Hôpitaux de campagne et... toilettes

À contre-courant, le président de la Chambre Nabih Berry a autorisé le transfert vers Beyrouth d’un hôpital de campagne qui devait être installé à Tyr. Toutefois, fait observer le Dr Charaf Abou Charaf, la partie n’est pas jouée d’avance, car l’installation d’un hôpital de campagne nécessite un minimum d’aménagements, notamment l’installation de conduites d’alimentation en eau et d’évacuation, autrement dit des éviers et des toilettes.

À L’Orient-Le Jour, le Dr Abou Charaf confie qu’une augmentation de la capacité d’accueil des grands hôpitaux du Liban, dont les six centres hospitaliers universitaires (CHU) qui disposent d’un personnel infirmer décent et d’une réserve d’internes, est à l’étude en coordination avec le syndicat des hôpitaux privés et la Croix-Rouge libanaise. Un centre d’appel conjoint est aussi à l’étude, ajoute-t-il, il permettra une meilleure gestion du transport et de l’accueil des patients. Avec les associations de praticiens spécialisés de l’ordre, le Dr Abou Charaf compte sur une réussite de ces efforts. Seul obstacle : l’argent. « L’argent est le nerf de la guerre, dit-on. C’est le cas aussi pour la guerre contre la pandémie », observe-t-il.

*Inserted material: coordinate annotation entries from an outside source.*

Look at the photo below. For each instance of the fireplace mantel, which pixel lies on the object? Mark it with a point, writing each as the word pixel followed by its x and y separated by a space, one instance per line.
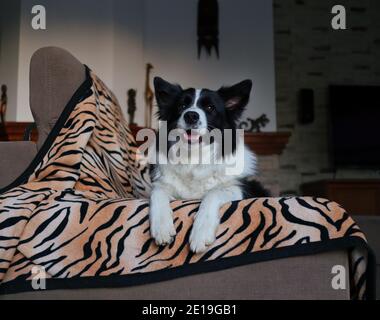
pixel 262 143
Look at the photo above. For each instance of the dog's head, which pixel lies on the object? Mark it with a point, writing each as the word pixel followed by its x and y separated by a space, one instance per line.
pixel 198 111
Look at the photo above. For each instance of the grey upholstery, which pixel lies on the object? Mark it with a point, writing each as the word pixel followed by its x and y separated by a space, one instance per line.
pixel 54 76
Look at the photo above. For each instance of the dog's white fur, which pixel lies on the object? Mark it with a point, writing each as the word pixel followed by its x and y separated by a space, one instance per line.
pixel 192 180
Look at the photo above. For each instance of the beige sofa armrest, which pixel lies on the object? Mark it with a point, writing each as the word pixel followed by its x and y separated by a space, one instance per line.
pixel 14 159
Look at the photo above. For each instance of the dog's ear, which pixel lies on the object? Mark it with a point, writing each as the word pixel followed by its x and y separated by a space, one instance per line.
pixel 166 93
pixel 236 97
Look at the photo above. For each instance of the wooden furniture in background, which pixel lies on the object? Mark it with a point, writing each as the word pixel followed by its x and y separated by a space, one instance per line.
pixel 361 197
pixel 262 143
pixel 15 131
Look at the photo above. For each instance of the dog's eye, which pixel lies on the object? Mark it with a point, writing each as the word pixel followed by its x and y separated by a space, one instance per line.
pixel 210 108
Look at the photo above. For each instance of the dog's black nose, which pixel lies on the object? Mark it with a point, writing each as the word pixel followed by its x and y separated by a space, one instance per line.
pixel 191 117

À ce sujet, le député Neemat Frem s’indigne : On a dépensé, dit-il en substance, un milliard de dollars pour soutenir le prix de l’essence, dont bénéficient en toute illégalité la Syrie et certains distributeurs, alors qu’il aurait suffi d’accorder 25 millions de dollars aux hôpitaux privés pour leur permettre d’élever de plusieurs crans leur degré de préparation.

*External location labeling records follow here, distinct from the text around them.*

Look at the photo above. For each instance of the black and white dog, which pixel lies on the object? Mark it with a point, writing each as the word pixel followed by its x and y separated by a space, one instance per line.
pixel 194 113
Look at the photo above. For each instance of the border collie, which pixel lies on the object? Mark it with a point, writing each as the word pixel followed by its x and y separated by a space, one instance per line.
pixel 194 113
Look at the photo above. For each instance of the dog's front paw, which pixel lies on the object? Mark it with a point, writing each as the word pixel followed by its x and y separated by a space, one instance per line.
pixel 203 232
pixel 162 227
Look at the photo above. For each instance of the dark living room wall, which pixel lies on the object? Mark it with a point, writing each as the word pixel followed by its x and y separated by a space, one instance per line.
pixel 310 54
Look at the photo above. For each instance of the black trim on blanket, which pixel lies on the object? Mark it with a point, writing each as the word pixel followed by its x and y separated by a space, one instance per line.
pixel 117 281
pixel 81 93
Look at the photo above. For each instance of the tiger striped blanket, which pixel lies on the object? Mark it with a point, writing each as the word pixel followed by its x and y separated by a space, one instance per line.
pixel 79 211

Pour un prolongement du confinement

Le bouclage du pays – qui est censé se terminer lundi 25 janvier – était relativement bien respecté hier, notamment en raison du temps froid et orageux qui a entravé la circulation. Pour tenter de maintenir le respect du confinement, la police a appelé dimanche les citoyens à respecter les mesures de bouclage et à ne pas sortir de chez eux, sauf nécessité absolue. Elle a indiqué qu’elle continuera à être mobilisée sur l’ensemble du territoire, craignant un « relâchement » de la population en début de semaine. Toutefois, des voix se sont élevées pour demander un prolongement du confinement renforcé, au premier rang desquelles celle du chef de la commission parlementaire de la Santé, le député Assem Araji, qui a estimé qu’un confinement total de dix jours « n’était pas suffisant pour limiter la propagation du virus ». « Le pays devrait être fermé pendant une période de trois semaines comme recommandé par l’Organisation mondiale de la santé », a-t-il affirmé. Un avis partagé par le président de l’ordre des médecins Charaf Abou Charaf.

Les vaccins

En ce qui concerne les vaccins, le ministre sortant de la Santé Hamad Hassan a signé dimanche matin la version finale du contrat avec la société américaine Pfizer pour l’achat de plus de 2 100 000 doses de vaccins anticoronavirus (Pfizer-BioNTech) qui doivent progressivement arriver au Liban à partir du début du mois de février. « Ce contrat s’ajoute à l’accord signé en octobre dernier avec la plateforme mondiale Covax, parrainée par l’Organisation mondiale de la santé, pour sécuriser 2 700 000 autres doses de plusieurs sociétés internationales qui arriveront successivement au Liban », affirme le communiqué du ministère de la Santé. « Nous sommes sur le point de sécuriser, en coopération avec le secteur privé, deux millions de doses de vaccins Astrazeneca et Sinopharm, à partir de février prochain », a en outre fait savoir le ministère. Vendredi, le Parlement avait adopté à l’unanimité une loi autorisant l’importation et l’inoculation dans l’urgence de vaccins anti-Covid-19. La campagne de vaccination devrait débuter en février dès l’arrivée des vaccins, dans l’espoir que l’établissement des priorités et l’organisation des centres de vaccination seront préparés à l’avance.